Peu importe, en vérité. Presque tous les quatuors connaissent des changements d'effectifs au cours de leur existence, ce qui est aussi le cas du Miro, formé en 1995, et du Talich, de 30 ans son aîné. Certains quatuors conservent leur personnalité malgré l'arrivée de nouveaux archets; pour d'autres, l'adaptation est plus difficile.

On écoutait le Miro seul dans une pièce seulement, le bref Quartettsatz d'un quatuor inachevé de Schubert; le reste du programme le plaçait en dialogue avec le pianiste. De plus, il jouait à Pollack, qui est une salle intime à côté de cette Maison symphonique qui conférait une ampleur quasi orchestrale au Talich. Malgré des contextes fort différents, la supériorité du Talich ne faisait aucun doute.

Les concerts passés du Miro m'avaient laissé la meilleure impression, comme d'ailleurs la précédente participation du pianiste. Cette fois, déception. L'effrayante tension qui anime le Schubert n'y était pas, on sentait de la faiblesse chez les deux violons alternant au premier-pupitre et, surtout, le pianiste jouait tellement fort qu'on se demande si l'instrument pourra encore servir. De tout cela, je retiens le son, curieux mais toujours expressif, du violoncelliste, et ce malgré le petit accident survenu à son archet au début du Dvorak.
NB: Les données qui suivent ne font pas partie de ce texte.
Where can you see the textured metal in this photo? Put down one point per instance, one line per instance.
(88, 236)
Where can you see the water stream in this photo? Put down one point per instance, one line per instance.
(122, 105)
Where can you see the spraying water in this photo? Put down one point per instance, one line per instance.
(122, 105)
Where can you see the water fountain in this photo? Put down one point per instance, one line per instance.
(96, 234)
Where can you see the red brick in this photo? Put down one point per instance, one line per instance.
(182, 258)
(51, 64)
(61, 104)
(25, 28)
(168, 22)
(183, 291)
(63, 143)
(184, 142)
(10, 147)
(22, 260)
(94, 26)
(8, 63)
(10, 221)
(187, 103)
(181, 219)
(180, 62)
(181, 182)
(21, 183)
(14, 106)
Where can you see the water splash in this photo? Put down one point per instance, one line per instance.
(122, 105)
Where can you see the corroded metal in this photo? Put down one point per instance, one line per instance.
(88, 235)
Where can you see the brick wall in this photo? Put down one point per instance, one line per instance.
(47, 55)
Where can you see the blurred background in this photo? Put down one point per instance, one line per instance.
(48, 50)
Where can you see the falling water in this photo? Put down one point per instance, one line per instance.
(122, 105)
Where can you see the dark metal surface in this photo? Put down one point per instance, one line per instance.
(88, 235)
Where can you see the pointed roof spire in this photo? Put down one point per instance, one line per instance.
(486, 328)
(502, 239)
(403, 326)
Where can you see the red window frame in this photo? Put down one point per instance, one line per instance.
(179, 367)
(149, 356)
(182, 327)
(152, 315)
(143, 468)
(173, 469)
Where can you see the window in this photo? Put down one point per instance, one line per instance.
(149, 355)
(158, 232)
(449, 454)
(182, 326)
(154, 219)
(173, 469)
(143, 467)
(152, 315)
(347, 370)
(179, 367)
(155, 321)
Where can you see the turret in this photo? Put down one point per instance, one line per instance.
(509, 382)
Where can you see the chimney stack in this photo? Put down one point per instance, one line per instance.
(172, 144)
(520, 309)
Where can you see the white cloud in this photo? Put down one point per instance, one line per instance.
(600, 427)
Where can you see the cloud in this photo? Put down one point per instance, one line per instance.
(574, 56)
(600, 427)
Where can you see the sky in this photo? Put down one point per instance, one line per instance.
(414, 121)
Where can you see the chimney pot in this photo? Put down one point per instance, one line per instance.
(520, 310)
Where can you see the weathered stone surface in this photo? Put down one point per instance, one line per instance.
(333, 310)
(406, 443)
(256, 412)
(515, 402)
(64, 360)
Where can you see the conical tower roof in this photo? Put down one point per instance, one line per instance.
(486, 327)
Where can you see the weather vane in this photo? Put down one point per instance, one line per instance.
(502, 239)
En total contraste, quel bonheur sans mélange au Talich, deux heures plus tard, où j'oublie la dimension de la salle et retrouve l'ensemble tchèque tel qu'il était à ses derniers passages à Pro Musica et au LMMC, avec ce jeu naturel et jamais forcé qui sert si bien Mozart et Schubert, cet équilibre dans les sonorités et, par-dessus tout, cette concentration des quatre coéquipiers sur une seule chose : le message musical.

Comme pièce représentant son pays, le Talich avait choisi le premier Quatuor d'Erwin Schulhoff. Révélée par le Ysaye au LMMC en 1993, l'oeuvre de 18 minutes multiplie les effets instrumentaux à des fins expressives, à la manière de Bartok, et avec autant d'impact. Un Beethoven en rappel : la Cavatine du Quatuor op. 130.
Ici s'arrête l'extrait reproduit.